Perhaps I'm biased, being a history nut, but is it possible that murder mystery drama, with which British TV viewers seem curiously obsessed, gets any better?  (I'll leave the examination of our national obsession with murder for another time.)

One terrible CGI shot aside, Series 8 of Foyle's War has looked as incredible as ever.  Unfortunately, the programme's greatest asset is the cause of its greatest downfall - getting the 21st century to look like the 1940s ain't cheap, and as a result each series is disappointingly short.

Still, can't quibble.  Better a short, high-quality series than mass-produced mediocrity.

And really, that is the only quibble.

Michael Kitchen is outstanding, as always, expressing more with one twitch of his eyebrow than the cumulative histrionics of most other television actors.  Lines are delivered quietly, hesitantly but forcefully.  Kitchen brings a new power to understated.

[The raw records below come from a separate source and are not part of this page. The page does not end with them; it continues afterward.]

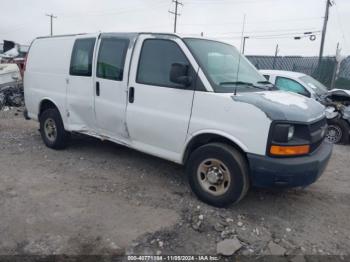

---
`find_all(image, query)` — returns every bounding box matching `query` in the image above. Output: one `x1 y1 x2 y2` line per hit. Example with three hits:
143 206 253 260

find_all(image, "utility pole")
331 42 341 89
319 0 333 60
272 44 280 69
46 14 57 36
169 0 183 33
242 36 249 55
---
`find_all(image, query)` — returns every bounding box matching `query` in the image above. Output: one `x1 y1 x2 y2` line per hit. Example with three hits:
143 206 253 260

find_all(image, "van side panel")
24 37 75 125
187 91 271 155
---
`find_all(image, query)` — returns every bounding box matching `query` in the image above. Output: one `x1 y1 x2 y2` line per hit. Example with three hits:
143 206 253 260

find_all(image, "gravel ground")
0 109 350 261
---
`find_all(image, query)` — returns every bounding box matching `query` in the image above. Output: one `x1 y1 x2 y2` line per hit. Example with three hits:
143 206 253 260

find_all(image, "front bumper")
247 141 333 188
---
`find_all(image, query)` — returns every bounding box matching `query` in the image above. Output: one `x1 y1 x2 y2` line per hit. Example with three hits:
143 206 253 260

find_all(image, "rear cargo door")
94 35 131 140
66 37 96 133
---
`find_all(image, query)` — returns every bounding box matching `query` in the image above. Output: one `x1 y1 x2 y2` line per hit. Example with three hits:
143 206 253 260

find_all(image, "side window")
96 38 129 81
276 77 309 96
136 39 193 88
69 38 96 76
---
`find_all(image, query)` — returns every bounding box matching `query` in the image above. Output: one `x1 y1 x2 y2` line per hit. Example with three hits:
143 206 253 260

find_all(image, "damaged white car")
24 33 332 207
260 70 350 144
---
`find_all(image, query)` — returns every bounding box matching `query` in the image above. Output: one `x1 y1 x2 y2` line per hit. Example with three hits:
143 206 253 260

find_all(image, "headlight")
268 123 311 157
272 124 295 143
288 126 295 141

In fact, understated is an accurate way to describe the entire series, from scripts to set design.  Nothing is overblown.  There are few explosions, but when things do explode, they go up in clouds of low-key, realistic mortar dust.

The series is painstakingly researched by its creator, Anthony Horowitz, who reveals that he reads 4 or 5 books for every episode.  The beauty of Horowitz's stories is that he doesn't aim to tell epics of the whole Second World War (or Cold War, as in the latest series), but instead focuses on the individual.

The last episode told of the fictional "Operation Sunflower", a German exercise in Northern France in the summer of 1944.  (The real "Operation Sonnenblume" was an Afrika Corps deployment in Libya in February 1941).  The episode pinpoints the horrors of the war onto two men in a field of sunflowers.  By the time Strasser fires, Tommy's fear is palpable.

All this achieved, not with a multi-million pound budget, but through clever story-telling and some superb acting.  (Kudos to Lars Eidinger for his portrayal of Karl Strasser - truly chilling).

It was suggested by some that this series could have done with less of Sam's husband, Labour party candidate, and subsequently MP, Adam Wainwright.  Mildly "soapy" at times, I felt Sam and Adam's storyline placed the episodes in context within the changing landscape of a Britain emerging from the war.  Plus, as a lefty idealist, I enjoyed journeying back to a time when the Welfare State was an inspirational promise to future generations.

At its heart, Foyle's War has a sense of decency.  It is woven from nostalgia, depicting Britain at its best; digging in, making do and getting on with it.  The stories themselves are fascinating snapshots of wartime life away from the infamous battles we've heard so much about.  Throw in a murder or two, some intrigue and an enigmatic detective, and you've got a winning formula.  Horowitz says this will be his last series.  It'll be a shame if we don't see Foyle on our screens again, but he'll have left us some great TV behind.